Adapted from the recipe for Silwood Snoek Pate in the timeless classic The Complete South African Fish and Seafood Cookbook by Alicia Wilkinson. Most of the pages of this  book are available for preview at google books but it's worth buying just for the comprehensive guide at the back that explains all the types of fish in our waters, gives their other names (of which there are a myriad), their locations, characteristics and suitable cooking methods. Quite handy indeed.

  • half a left-over smoked snoek from the braai
  • 30ml lemon juice
  • 1 handful parsley, finely chopped
  • small bunch chives, finely snipped
  • 100ml fresh cream ( or add more if your half- snoek happens to be quite big)
  • 3 tablespoons butter, melted
  • salt and freshly ground black pepper
  1. Skin the fish and starting from one end, pick off the meat and carefully pick out every single bone (the problem with snoek is that they are spindly things and likely induce a need for the Heimlich manoeuvre at the dinner table which is something that we try to avoid as it is not very classy at all).
  2. Place all the ingredients in a food processor and blitz like crazy. The special thing about this pate is it's light and smooth texture. Add a little more cream if you want it a bit smoother. Season to taste. 
  3. Place in ramekins or a pretty crock and refrigerate for at least two hours to firm up. Serve with flat breads and a sprig of parsley.
* If you don't have a food processor or care for one- lightly flake the snoek with a fork, and add less cream and butter, and maybe some crunchy bits like tiny celery cubes or cucumber cubes. The result won't really be a pate- but it will still fit on a cracker and taste scrumptious. 

Flat breads

These bad boys are easy to make, and impressive. The recipe is adapted from an article by Matt Preston in Delicious Magazine. I like the bread. But I don't understand how someone can Braai with a necktie on (quizzed expression on face).
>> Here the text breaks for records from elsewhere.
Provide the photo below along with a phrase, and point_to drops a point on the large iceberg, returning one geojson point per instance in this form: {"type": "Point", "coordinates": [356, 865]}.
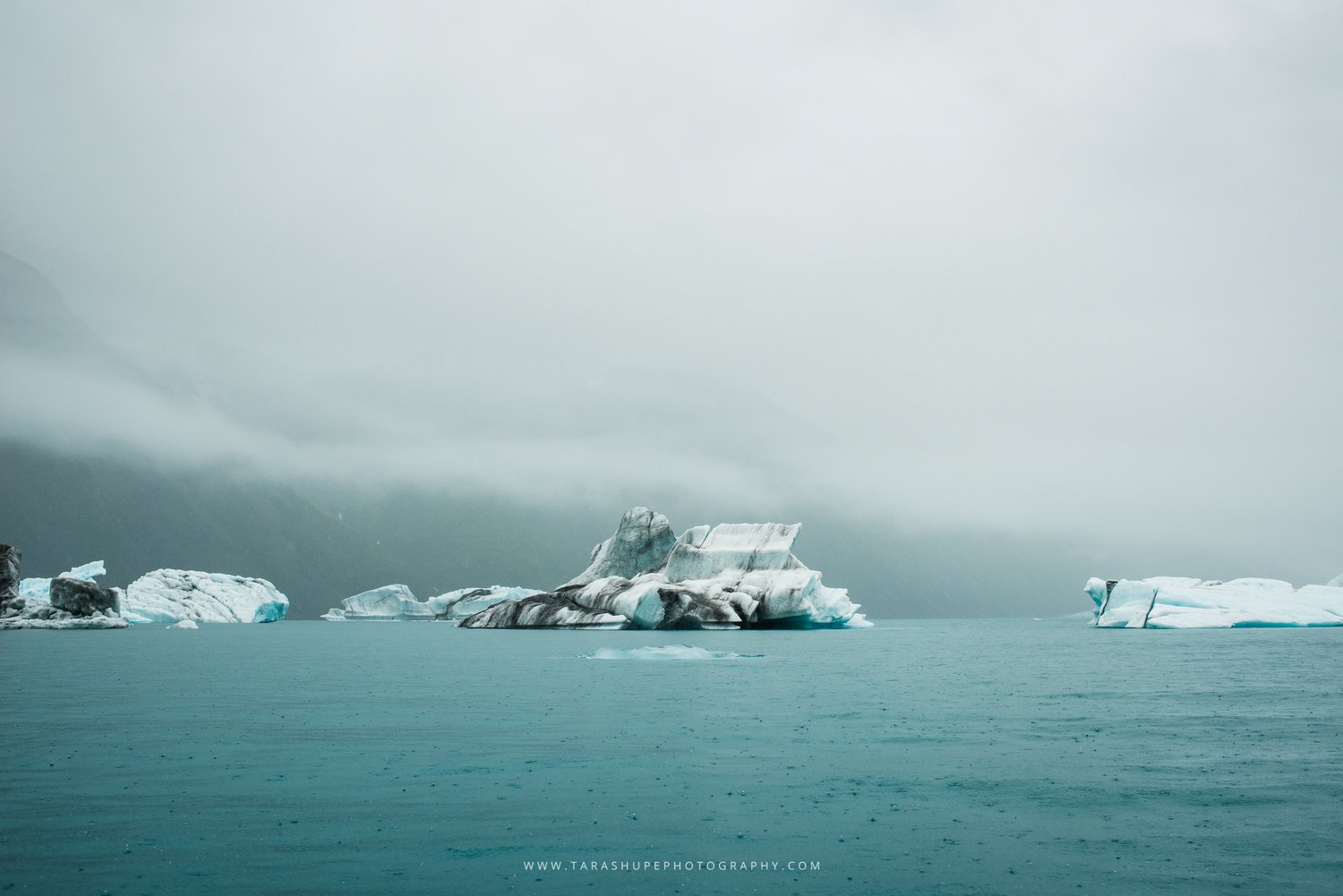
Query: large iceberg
{"type": "Point", "coordinates": [74, 601]}
{"type": "Point", "coordinates": [172, 595]}
{"type": "Point", "coordinates": [1170, 602]}
{"type": "Point", "coordinates": [397, 603]}
{"type": "Point", "coordinates": [735, 576]}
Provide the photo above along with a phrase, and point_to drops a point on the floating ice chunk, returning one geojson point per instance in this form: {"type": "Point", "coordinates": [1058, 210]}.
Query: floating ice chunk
{"type": "Point", "coordinates": [397, 603]}
{"type": "Point", "coordinates": [735, 547]}
{"type": "Point", "coordinates": [641, 544]}
{"type": "Point", "coordinates": [543, 611]}
{"type": "Point", "coordinates": [40, 589]}
{"type": "Point", "coordinates": [391, 602]}
{"type": "Point", "coordinates": [669, 652]}
{"type": "Point", "coordinates": [1192, 603]}
{"type": "Point", "coordinates": [64, 621]}
{"type": "Point", "coordinates": [172, 595]}
{"type": "Point", "coordinates": [731, 576]}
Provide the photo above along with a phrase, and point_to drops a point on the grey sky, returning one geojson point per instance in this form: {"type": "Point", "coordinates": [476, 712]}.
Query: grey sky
{"type": "Point", "coordinates": [1041, 266]}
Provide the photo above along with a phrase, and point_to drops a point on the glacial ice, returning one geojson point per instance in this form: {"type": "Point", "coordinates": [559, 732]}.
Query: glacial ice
{"type": "Point", "coordinates": [1168, 602]}
{"type": "Point", "coordinates": [172, 595]}
{"type": "Point", "coordinates": [669, 652]}
{"type": "Point", "coordinates": [728, 576]}
{"type": "Point", "coordinates": [89, 606]}
{"type": "Point", "coordinates": [40, 589]}
{"type": "Point", "coordinates": [397, 603]}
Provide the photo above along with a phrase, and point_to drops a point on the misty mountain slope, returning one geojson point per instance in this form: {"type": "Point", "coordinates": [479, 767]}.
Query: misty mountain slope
{"type": "Point", "coordinates": [37, 321]}
{"type": "Point", "coordinates": [64, 511]}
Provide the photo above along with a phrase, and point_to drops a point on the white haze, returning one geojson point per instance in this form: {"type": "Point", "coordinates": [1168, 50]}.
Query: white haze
{"type": "Point", "coordinates": [1057, 268]}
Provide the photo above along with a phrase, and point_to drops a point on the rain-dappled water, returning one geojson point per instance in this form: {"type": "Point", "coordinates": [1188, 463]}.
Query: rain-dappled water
{"type": "Point", "coordinates": [931, 756]}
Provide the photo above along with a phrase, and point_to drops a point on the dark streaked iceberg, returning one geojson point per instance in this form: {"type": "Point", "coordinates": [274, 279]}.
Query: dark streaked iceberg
{"type": "Point", "coordinates": [735, 576]}
{"type": "Point", "coordinates": [1168, 602]}
{"type": "Point", "coordinates": [397, 603]}
{"type": "Point", "coordinates": [70, 601]}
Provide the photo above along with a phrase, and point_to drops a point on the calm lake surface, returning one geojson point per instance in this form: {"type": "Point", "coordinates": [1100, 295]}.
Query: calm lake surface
{"type": "Point", "coordinates": [923, 756]}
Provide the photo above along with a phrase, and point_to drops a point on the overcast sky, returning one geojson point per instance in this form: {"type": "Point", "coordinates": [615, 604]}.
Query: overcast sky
{"type": "Point", "coordinates": [1041, 266]}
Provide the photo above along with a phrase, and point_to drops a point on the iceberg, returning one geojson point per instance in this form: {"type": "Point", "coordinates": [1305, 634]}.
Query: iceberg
{"type": "Point", "coordinates": [733, 576]}
{"type": "Point", "coordinates": [1168, 602]}
{"type": "Point", "coordinates": [70, 601]}
{"type": "Point", "coordinates": [167, 597]}
{"type": "Point", "coordinates": [397, 603]}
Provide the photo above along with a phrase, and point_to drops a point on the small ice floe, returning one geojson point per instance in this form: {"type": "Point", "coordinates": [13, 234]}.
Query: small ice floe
{"type": "Point", "coordinates": [671, 652]}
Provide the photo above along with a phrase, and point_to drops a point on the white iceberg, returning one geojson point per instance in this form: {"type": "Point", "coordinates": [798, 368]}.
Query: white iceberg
{"type": "Point", "coordinates": [733, 576]}
{"type": "Point", "coordinates": [397, 603]}
{"type": "Point", "coordinates": [669, 652]}
{"type": "Point", "coordinates": [31, 605]}
{"type": "Point", "coordinates": [40, 589]}
{"type": "Point", "coordinates": [1170, 602]}
{"type": "Point", "coordinates": [166, 597]}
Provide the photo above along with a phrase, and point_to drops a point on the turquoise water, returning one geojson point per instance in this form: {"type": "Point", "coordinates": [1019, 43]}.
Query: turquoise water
{"type": "Point", "coordinates": [934, 756]}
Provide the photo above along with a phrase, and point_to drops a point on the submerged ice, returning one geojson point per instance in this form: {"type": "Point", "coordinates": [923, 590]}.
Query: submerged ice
{"type": "Point", "coordinates": [1168, 602]}
{"type": "Point", "coordinates": [733, 576]}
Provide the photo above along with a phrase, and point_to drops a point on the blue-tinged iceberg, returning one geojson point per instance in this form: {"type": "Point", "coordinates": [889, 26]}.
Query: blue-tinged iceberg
{"type": "Point", "coordinates": [1168, 602]}
{"type": "Point", "coordinates": [397, 603]}
{"type": "Point", "coordinates": [735, 576]}
{"type": "Point", "coordinates": [174, 595]}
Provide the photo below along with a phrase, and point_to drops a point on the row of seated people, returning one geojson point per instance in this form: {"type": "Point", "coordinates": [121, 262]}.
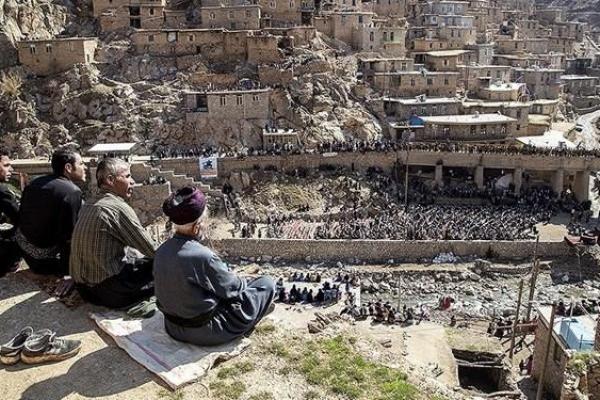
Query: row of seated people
{"type": "Point", "coordinates": [56, 232]}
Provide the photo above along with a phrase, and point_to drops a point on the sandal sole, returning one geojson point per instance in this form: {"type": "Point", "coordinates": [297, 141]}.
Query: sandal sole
{"type": "Point", "coordinates": [48, 357]}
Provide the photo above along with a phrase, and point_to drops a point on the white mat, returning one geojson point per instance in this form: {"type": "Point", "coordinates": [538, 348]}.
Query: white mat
{"type": "Point", "coordinates": [147, 342]}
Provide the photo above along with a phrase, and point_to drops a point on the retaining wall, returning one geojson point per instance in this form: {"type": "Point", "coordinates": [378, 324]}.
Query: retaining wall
{"type": "Point", "coordinates": [383, 250]}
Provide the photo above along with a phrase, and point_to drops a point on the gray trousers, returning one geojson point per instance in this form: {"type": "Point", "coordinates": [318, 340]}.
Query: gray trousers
{"type": "Point", "coordinates": [231, 321]}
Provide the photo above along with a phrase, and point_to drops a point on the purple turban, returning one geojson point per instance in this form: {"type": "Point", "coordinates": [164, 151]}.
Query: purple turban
{"type": "Point", "coordinates": [185, 206]}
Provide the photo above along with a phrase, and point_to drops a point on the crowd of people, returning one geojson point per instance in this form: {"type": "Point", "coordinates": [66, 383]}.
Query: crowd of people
{"type": "Point", "coordinates": [373, 207]}
{"type": "Point", "coordinates": [57, 233]}
{"type": "Point", "coordinates": [354, 145]}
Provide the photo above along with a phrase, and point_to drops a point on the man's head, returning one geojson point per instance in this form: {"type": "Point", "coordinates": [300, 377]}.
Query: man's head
{"type": "Point", "coordinates": [187, 210]}
{"type": "Point", "coordinates": [69, 164]}
{"type": "Point", "coordinates": [114, 175]}
{"type": "Point", "coordinates": [6, 168]}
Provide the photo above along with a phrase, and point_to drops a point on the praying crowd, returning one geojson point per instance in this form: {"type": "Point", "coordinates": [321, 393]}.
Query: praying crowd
{"type": "Point", "coordinates": [373, 207]}
{"type": "Point", "coordinates": [58, 232]}
{"type": "Point", "coordinates": [161, 151]}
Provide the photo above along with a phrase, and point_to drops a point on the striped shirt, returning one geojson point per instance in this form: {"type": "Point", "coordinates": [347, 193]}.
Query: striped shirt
{"type": "Point", "coordinates": [104, 227]}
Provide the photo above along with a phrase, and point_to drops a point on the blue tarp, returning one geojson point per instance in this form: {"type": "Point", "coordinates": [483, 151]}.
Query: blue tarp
{"type": "Point", "coordinates": [576, 334]}
{"type": "Point", "coordinates": [415, 121]}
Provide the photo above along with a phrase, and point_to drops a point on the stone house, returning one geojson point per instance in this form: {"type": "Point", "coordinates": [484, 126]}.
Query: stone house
{"type": "Point", "coordinates": [514, 109]}
{"type": "Point", "coordinates": [46, 57]}
{"type": "Point", "coordinates": [544, 107]}
{"type": "Point", "coordinates": [138, 14]}
{"type": "Point", "coordinates": [277, 136]}
{"type": "Point", "coordinates": [367, 66]}
{"type": "Point", "coordinates": [542, 83]}
{"type": "Point", "coordinates": [237, 17]}
{"type": "Point", "coordinates": [250, 104]}
{"type": "Point", "coordinates": [481, 53]}
{"type": "Point", "coordinates": [580, 85]}
{"type": "Point", "coordinates": [415, 83]}
{"type": "Point", "coordinates": [472, 127]}
{"type": "Point", "coordinates": [287, 13]}
{"type": "Point", "coordinates": [445, 60]}
{"type": "Point", "coordinates": [473, 77]}
{"type": "Point", "coordinates": [386, 7]}
{"type": "Point", "coordinates": [404, 108]}
{"type": "Point", "coordinates": [568, 338]}
{"type": "Point", "coordinates": [363, 31]}
{"type": "Point", "coordinates": [508, 45]}
{"type": "Point", "coordinates": [214, 44]}
{"type": "Point", "coordinates": [503, 91]}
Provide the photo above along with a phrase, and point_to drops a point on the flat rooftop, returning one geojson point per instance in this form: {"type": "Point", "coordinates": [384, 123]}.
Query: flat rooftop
{"type": "Point", "coordinates": [504, 87]}
{"type": "Point", "coordinates": [578, 78]}
{"type": "Point", "coordinates": [492, 104]}
{"type": "Point", "coordinates": [469, 119]}
{"type": "Point", "coordinates": [427, 100]}
{"type": "Point", "coordinates": [447, 53]}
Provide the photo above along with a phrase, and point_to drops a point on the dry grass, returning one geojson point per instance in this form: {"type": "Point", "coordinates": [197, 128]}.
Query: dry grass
{"type": "Point", "coordinates": [10, 85]}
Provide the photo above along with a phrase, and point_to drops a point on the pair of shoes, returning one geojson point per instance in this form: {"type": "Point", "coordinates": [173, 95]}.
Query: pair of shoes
{"type": "Point", "coordinates": [37, 347]}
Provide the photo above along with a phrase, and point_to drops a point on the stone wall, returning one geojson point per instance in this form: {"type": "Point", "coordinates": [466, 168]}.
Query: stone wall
{"type": "Point", "coordinates": [362, 161]}
{"type": "Point", "coordinates": [147, 201]}
{"type": "Point", "coordinates": [384, 250]}
{"type": "Point", "coordinates": [556, 361]}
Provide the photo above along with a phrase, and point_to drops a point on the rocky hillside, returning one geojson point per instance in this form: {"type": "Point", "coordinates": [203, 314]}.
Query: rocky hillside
{"type": "Point", "coordinates": [127, 97]}
{"type": "Point", "coordinates": [578, 10]}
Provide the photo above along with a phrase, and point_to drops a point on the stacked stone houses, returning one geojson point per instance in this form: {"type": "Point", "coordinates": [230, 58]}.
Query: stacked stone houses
{"type": "Point", "coordinates": [466, 70]}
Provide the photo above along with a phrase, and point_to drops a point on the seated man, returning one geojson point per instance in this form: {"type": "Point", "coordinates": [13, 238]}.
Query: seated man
{"type": "Point", "coordinates": [106, 225]}
{"type": "Point", "coordinates": [10, 254]}
{"type": "Point", "coordinates": [203, 302]}
{"type": "Point", "coordinates": [48, 212]}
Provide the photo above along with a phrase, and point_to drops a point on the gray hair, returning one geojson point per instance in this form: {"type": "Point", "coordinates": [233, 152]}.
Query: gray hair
{"type": "Point", "coordinates": [109, 166]}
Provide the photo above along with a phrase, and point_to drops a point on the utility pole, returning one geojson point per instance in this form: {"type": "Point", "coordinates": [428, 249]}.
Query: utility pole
{"type": "Point", "coordinates": [406, 181]}
{"type": "Point", "coordinates": [512, 336]}
{"type": "Point", "coordinates": [548, 342]}
{"type": "Point", "coordinates": [534, 273]}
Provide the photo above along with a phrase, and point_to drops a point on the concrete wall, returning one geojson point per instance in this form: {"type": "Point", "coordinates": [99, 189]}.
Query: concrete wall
{"type": "Point", "coordinates": [45, 57]}
{"type": "Point", "coordinates": [383, 250]}
{"type": "Point", "coordinates": [362, 161]}
{"type": "Point", "coordinates": [231, 17]}
{"type": "Point", "coordinates": [147, 201]}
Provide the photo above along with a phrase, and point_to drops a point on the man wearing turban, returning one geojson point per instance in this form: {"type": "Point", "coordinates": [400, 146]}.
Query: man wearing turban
{"type": "Point", "coordinates": [203, 302]}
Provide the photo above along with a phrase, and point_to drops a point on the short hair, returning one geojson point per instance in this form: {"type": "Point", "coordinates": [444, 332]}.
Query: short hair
{"type": "Point", "coordinates": [62, 157]}
{"type": "Point", "coordinates": [109, 166]}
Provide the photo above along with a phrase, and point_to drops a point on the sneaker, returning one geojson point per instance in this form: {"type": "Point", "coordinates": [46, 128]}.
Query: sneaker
{"type": "Point", "coordinates": [10, 353]}
{"type": "Point", "coordinates": [44, 346]}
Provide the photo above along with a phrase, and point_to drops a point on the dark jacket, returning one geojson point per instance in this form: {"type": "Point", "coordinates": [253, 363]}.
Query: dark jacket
{"type": "Point", "coordinates": [48, 212]}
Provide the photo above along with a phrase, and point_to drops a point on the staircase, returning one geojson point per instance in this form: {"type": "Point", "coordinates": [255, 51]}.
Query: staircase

He makes his flatbreads on his 'barbeque'- a gas affair that doesn't hint at flames or coals. I don't really see the point so I make mine on my floured stove surface or under a hot grill where they pop up a bit like pitas. Which is cool. 

  • 500g cake flour
  • 1/2 teaspoon baking powder
  • 140ml milk
  • 65ml olive oil
  • 2.5ml salt
  • lukewarm water
  1. Sieve flour, baking powder and salt together. Add olive oil, milk  and enough lukewarm water to make a nice stretchy dough. 
  2. Knead for about 8 - 10 minutes until pliable and elastic. Place aside in an oiled bowl to rest for at least forty minutes. 
  3. I have one of those flat what-you-mcall-it? stovetops. Man. The ones that look glassy and get red rings under to show they're hot. Anyway. If you have one of these, heat it up, if you don't think your stove plate can deal with getting flour on it, then heat up a plain frying pan. 
  4. Break off balls of dough the size of a gobstopper (Don't you hate how recipes always say walnut-sized balls? Like we all have walnut trees in our gardens to measure by.) and roll them out really thinly. Now dust your stove plate with flour and place the thinly rolled dough on top. You'll see it go all funky and get bubbly. Thats what we like. Don't fret if the flour burns, it's yum and tastes like it came off a grill in North Africa somewhere ( I like to imagine). Turn until browned on both sides.Set aside. Before serving, heat up in the oven for a bit if you fancy. 
  5. Break of double- sized chunks of dough and roll them out to about a 1/2 cm thickness. Pop on a baking tray dusted with flour and place under your hell- hot grill, only about 8 cm or so from the top. 
  6. Don't go away (ahem, yes, I did and returned in two minutes to a kitchen filled with acrid- smelling smoke). The dough will puff up and brown in a minute or two, turn over with tongs and allow the other side to brown. That's all folks.